И вот теперь она решила, что если кто и сможет разгадать императорскую тайнопись, то это Сашка Мятный. Ежели ему это окажется не по силам, то тогда можно спокойно считать, что написанное пляшущими человечками не прочтет вообще никто.
Но что бы ему дать для разгадывания? Слово какое-нибудь, какое она знает, а он точно нет. Э, так не годится, ведь письма государю такими короткими быть не могут. Значит, Сашке надо написать обычное письмо, вставить туда особое слово и переписать это человечками.
Сначала Анастасия Ивановна написала текст обычными буквами:
"Господин Мятный, как прочтешь мое послание, так приходи ко мне и произнеси особое слово — "обезьяна". Да попроси двадцать рублей, только вежливо, я тебе их дам. А может, и поболее, если быстро справишься. За мной добрая работа не пропадет. Раба божья Анастасия из Дорогомиловской ямской слободы". Потом бабка переписала письмо тайнописью, на что с непривычки у нее ушел почти час. Кликнула мальчишку и велела бегом отнести это в дом купца Иконникова, писарю Мятному. На словах же передать, что просит она прочесть, чего там написано.
Александр Тихонович пришел на следующий день, да чуть ли не с самого утра. Снял шапку, поклонился бабке, которую сильно уважал, и почтительно молвил:
— Дай двадцать рублей, обезьяна.
Потом подумал и добавил:
— Пожалуйста.
Вздохнув, Анастасия Ивановна отсчитала просимые двадцать монет, добавила еще пять и поинтересовалась:
— Что, совсем несложная была тайнопись — такую кто угодно разгадает?

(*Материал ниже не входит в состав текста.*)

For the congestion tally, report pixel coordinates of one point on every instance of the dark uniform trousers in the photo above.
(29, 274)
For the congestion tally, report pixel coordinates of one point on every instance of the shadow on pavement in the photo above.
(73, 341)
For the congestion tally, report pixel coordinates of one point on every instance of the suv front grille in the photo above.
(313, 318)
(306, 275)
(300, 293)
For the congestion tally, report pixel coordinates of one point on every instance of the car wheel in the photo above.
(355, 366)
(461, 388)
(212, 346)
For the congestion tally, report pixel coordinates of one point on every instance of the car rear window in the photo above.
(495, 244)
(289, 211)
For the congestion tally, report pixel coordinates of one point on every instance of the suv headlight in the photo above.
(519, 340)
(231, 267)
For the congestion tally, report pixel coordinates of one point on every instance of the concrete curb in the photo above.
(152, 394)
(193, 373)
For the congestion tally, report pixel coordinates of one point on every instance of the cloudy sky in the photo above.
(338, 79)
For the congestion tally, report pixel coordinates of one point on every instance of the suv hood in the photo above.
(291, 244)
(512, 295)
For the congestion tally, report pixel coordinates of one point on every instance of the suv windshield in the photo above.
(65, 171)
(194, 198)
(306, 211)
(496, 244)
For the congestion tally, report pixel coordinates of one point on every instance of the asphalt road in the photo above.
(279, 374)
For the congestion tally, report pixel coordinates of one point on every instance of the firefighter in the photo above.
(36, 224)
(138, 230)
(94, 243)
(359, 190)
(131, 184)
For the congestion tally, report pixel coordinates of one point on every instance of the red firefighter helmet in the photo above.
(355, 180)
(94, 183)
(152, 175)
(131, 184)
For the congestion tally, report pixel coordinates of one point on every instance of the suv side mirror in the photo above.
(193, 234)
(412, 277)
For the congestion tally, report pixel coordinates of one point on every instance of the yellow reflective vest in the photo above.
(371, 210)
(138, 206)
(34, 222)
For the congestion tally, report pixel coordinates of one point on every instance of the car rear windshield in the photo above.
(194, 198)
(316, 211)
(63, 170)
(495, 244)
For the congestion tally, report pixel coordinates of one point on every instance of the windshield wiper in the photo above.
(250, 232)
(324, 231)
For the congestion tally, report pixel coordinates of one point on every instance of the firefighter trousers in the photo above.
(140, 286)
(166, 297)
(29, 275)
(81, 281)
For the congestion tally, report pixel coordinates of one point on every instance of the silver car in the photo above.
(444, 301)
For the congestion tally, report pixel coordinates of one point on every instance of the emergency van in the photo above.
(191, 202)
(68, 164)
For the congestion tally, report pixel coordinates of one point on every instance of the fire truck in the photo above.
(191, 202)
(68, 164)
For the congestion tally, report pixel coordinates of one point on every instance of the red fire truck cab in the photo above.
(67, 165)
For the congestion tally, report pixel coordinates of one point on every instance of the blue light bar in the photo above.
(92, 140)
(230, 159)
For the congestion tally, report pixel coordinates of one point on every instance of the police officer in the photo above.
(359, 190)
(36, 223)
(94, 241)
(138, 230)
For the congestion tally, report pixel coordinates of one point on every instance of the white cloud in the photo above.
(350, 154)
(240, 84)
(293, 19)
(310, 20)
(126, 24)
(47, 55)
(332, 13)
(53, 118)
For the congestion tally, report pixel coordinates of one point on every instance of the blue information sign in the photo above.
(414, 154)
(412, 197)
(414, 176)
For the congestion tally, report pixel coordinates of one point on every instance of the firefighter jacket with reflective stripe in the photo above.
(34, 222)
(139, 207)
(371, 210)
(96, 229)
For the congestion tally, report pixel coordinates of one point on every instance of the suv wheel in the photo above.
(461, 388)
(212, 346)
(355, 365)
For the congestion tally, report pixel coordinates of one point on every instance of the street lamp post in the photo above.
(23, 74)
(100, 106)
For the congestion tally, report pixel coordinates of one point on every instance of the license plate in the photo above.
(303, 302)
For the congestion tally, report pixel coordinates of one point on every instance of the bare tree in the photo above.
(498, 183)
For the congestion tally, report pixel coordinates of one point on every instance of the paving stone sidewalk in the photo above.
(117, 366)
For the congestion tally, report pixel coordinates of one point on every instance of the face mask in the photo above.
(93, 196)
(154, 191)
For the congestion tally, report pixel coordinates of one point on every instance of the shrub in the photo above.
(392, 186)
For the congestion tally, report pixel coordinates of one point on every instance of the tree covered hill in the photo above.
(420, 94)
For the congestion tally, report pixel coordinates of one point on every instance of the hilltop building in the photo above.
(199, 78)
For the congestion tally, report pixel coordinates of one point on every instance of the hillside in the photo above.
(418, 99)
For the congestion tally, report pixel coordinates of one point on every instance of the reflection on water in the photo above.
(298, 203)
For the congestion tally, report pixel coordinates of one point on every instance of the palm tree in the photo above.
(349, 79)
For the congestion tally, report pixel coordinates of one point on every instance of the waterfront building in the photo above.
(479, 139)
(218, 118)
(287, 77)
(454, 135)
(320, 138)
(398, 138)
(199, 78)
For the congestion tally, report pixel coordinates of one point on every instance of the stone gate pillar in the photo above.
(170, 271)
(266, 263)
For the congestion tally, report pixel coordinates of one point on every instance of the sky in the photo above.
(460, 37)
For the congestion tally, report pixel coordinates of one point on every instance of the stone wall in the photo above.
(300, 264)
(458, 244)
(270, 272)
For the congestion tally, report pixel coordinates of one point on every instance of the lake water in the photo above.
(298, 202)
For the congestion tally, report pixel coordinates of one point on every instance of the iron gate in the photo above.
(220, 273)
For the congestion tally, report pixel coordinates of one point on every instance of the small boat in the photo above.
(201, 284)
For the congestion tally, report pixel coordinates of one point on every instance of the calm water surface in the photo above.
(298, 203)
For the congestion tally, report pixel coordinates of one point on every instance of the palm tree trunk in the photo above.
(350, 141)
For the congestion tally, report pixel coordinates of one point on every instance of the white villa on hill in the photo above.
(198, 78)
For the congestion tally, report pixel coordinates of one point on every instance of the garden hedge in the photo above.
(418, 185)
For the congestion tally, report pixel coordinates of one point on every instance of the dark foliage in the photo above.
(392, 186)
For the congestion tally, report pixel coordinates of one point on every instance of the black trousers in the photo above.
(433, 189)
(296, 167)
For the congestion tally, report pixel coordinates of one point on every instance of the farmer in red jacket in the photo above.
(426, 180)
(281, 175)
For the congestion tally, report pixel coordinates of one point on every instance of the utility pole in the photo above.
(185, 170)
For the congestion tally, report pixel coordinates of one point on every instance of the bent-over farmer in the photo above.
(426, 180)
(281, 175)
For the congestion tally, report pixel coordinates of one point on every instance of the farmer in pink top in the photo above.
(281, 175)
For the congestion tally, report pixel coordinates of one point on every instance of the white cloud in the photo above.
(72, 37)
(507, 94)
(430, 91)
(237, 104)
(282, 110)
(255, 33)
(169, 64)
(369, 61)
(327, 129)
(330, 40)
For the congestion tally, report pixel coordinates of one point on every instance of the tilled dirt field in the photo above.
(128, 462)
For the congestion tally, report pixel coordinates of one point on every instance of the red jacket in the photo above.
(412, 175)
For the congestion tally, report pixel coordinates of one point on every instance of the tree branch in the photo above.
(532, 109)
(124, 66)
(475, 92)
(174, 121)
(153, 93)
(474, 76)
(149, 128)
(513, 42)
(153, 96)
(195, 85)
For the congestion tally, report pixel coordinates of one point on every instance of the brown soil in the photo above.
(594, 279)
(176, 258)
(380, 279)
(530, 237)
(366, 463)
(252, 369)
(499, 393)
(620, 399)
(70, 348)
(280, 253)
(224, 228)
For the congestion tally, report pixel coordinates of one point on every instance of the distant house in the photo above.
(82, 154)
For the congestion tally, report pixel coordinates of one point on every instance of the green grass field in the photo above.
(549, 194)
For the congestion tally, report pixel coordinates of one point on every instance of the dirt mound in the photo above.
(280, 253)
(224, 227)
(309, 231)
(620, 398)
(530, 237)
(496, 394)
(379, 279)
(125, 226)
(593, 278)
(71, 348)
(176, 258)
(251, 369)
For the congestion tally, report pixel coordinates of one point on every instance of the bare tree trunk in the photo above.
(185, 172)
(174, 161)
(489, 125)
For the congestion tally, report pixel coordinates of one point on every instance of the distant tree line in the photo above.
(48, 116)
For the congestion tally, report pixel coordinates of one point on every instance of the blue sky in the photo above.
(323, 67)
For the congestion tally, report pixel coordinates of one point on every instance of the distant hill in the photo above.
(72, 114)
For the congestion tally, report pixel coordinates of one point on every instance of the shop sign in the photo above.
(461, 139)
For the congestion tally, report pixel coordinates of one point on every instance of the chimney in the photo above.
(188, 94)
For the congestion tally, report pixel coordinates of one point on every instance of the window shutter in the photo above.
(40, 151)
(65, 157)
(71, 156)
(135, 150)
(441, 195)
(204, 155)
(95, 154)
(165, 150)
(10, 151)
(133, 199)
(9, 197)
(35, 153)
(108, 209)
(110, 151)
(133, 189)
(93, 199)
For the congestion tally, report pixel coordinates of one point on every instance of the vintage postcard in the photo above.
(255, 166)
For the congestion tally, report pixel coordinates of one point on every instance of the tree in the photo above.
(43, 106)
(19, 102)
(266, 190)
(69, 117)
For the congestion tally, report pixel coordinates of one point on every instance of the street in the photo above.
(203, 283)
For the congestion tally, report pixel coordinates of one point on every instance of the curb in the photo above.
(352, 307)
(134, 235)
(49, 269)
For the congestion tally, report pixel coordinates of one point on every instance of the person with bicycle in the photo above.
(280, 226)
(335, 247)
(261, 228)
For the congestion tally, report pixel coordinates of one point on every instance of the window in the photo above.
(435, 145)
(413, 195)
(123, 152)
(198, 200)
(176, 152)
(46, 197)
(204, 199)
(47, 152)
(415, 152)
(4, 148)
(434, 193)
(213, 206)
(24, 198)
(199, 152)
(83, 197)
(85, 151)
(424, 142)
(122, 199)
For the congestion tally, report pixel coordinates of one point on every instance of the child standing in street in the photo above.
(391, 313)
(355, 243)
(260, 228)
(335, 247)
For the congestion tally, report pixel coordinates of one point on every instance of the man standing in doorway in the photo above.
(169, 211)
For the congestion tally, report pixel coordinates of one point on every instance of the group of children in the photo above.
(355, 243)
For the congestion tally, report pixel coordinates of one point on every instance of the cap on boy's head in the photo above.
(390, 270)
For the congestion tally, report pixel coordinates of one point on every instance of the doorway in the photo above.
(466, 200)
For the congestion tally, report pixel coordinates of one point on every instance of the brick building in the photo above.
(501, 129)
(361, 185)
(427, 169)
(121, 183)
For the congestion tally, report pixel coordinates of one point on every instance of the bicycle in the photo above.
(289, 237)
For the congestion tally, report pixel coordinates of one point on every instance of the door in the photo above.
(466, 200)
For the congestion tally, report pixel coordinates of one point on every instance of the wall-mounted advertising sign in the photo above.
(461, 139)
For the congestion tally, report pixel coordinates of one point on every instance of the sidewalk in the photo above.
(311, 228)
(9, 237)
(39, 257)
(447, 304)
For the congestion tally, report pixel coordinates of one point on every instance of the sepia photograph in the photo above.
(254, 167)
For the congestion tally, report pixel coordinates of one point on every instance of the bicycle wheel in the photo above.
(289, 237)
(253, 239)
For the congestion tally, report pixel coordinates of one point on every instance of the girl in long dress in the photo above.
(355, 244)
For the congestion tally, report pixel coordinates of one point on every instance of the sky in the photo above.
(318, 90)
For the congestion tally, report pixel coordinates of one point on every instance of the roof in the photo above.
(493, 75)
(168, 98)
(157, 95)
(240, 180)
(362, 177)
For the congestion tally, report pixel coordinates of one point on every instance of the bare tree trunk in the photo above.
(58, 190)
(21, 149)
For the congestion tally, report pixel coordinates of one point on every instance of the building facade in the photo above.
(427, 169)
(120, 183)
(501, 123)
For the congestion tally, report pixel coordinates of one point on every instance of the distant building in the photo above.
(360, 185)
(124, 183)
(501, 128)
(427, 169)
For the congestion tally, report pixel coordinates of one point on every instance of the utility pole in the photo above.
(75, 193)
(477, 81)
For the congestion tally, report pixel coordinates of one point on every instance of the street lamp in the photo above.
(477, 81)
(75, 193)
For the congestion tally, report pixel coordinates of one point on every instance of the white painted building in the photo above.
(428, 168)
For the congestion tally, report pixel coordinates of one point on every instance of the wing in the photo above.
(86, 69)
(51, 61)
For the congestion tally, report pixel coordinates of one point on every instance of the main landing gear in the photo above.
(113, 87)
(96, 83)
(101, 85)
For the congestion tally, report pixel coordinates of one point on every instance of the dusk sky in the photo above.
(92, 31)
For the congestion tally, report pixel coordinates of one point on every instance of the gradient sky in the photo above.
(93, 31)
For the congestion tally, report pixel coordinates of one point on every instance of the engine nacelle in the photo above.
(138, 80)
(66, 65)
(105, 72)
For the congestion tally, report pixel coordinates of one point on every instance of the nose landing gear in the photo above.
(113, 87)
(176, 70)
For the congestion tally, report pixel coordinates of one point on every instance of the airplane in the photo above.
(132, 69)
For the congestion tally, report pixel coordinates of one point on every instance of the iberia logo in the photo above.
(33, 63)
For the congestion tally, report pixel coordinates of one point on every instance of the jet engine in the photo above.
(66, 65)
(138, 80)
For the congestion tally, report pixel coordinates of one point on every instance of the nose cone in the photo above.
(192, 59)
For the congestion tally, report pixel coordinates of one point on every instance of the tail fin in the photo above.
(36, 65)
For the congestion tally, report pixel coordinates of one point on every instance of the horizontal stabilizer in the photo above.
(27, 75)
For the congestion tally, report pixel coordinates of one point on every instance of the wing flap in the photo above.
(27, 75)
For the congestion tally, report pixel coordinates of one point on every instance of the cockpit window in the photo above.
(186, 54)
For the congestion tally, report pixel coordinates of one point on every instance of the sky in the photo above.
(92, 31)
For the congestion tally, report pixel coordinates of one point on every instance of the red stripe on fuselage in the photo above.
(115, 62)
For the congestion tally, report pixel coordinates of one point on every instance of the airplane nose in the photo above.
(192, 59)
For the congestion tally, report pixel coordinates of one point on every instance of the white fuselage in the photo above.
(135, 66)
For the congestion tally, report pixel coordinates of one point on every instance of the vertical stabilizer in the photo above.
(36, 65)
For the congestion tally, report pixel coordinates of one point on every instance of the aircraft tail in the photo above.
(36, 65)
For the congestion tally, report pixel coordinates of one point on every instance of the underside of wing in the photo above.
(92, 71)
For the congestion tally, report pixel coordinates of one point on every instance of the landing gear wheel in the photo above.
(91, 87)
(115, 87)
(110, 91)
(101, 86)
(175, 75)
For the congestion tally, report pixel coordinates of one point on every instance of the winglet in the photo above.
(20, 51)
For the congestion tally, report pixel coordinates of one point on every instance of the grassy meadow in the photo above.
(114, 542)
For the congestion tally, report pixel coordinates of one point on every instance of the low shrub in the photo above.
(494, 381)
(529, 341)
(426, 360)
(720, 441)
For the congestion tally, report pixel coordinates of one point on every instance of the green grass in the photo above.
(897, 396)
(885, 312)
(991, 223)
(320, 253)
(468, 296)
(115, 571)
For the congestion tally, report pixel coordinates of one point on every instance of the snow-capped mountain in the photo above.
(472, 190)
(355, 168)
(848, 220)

— Средняя, — пожал плечами Мятный, — а то письмо, что ты мне отправила, только я и смог прочесть, у остальных на это соображения не хватит. Потому что написала ты кратко. Было бы там листа три — кто угодно разобрался бы.
— Так что же, чем короче письмо, тем труднее его разгадать?
— Истинная правда, уважаемая.
Чуть подумав, бабка спросила:
— Слышала я, что ты не просто считать горазд, а и вообще несравненный математик. Ныне же сама в том убедилась. И стало мне старой, интересно — а можешь ли ты такую тайнопись придумать, чтобы ее никто и никогда разгадать не смог?
— Нет. И никто не сможет, разве что господь бог. Чем больше написано, тем проще разгадать. Чем сложнее тайнопись, тем больше на нее уйдет времени, вот и все.
— А чтобы, скажем, такой умник, как ты, письмо о пяти листах за месяц не осилил?
— Это можно, и даже не сильно трудно. Даже твои человечки подойдут, но только надо, чтобы каждую букву не один обозначал, не два и не три по очереди, а самое малое полтора десятка.
— Ой, это как же писать-то муторно будет — я ведь и с простыми совсем замаялась.
— Можно особую доску сделать, с ней и писать, и читать станет совсем просто.
Через полчаса с бабкиного двора выехали два возка. Один повез Мятного в Лефортовский дворец, а второй — Анастасию Ивановну на Ордынку, где жил купец Иконников. С ним следовало полюбовно договориться насчет того, что его писарь отныне переходит в императорское услужение. Потому как не оставлять же в чужом дому человека, знающего секрет царской переписки! Вообще-то, конечно, никуда бы купец не делся, явись к нему царский мажордом Афанасий Ершов при взводе семеновцев — в такой малости майор Шепелев не отказал бы своей ненаглядной американской княгине. Но это означало раскрыть, что у скромной бабушки, живущей на краю Дорогомиловской слободы, возможности куда больше, чем это считают даже те, кто давно ее знает. Кроме того, при таком раскладе никаких добрых чувств к ней купец никак не затаил бы, скорее наоборот, что было совершенно без надобности. И, наконец, бабка считала, что прибыль, которая сама так и просится в карман, упускать ни к чему, а здесь был именно такой случай.